The 2014 U.S. Food and Drug Administration (FDA) final rule, “Food Labeling: Nutrition Labeling of Standard Menu Items in Restaurants and Similar Retail Food Establishments,” requires information on the calorie content of food items to be clearly displayed on menus. This FDA menu labeling rule applies to restaurants and similar retail food establishments that are part of a chain with 20 or more locations doing business under the same name and offering for sale substantially the same menu items. Under this rule, restaurants must provide calorie and other nutrition information for standard menu items, including food on display and self-service food.

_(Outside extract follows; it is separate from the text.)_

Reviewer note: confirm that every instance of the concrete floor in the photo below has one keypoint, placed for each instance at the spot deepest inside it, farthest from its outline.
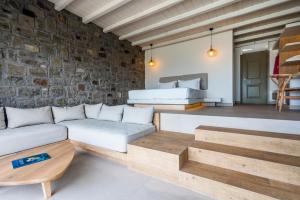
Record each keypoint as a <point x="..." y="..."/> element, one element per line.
<point x="92" y="178"/>
<point x="249" y="111"/>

The new federal standard creates a uniform requirement for calorie information nationwide. This will reduce situations where establishments have to meet multiple different menu labeling requirements because of varying state and local regulations. The FDA rule may also cover some establishments that may not have been covered under some state laws.
In light of the 2014 FDA final rule, our study looked at how the provision of calorie information on restaurant menus affects consumers. To gain insight on the consumer perspective, we designed an online experiment in which participants chose items from menus of nine different restaurant settings, ranging from fast food outlets to movie theaters. The calorie labels on those menus followed the requirements described in the FDA rule, and the survey also collected data on socio-demographic characteristics, attitudes toward food, and use of nutrition and calorie labels.
In a separate analysis, we study time trends in restaurant offerings. We would have liked to link these changes with local menu labeling regulations, but data on chain restaurant menu offerings over time in relation to such regulations were not available. Therefore this part of the study was limited to identifying changes in menus from 2010 to 2015 for national chains.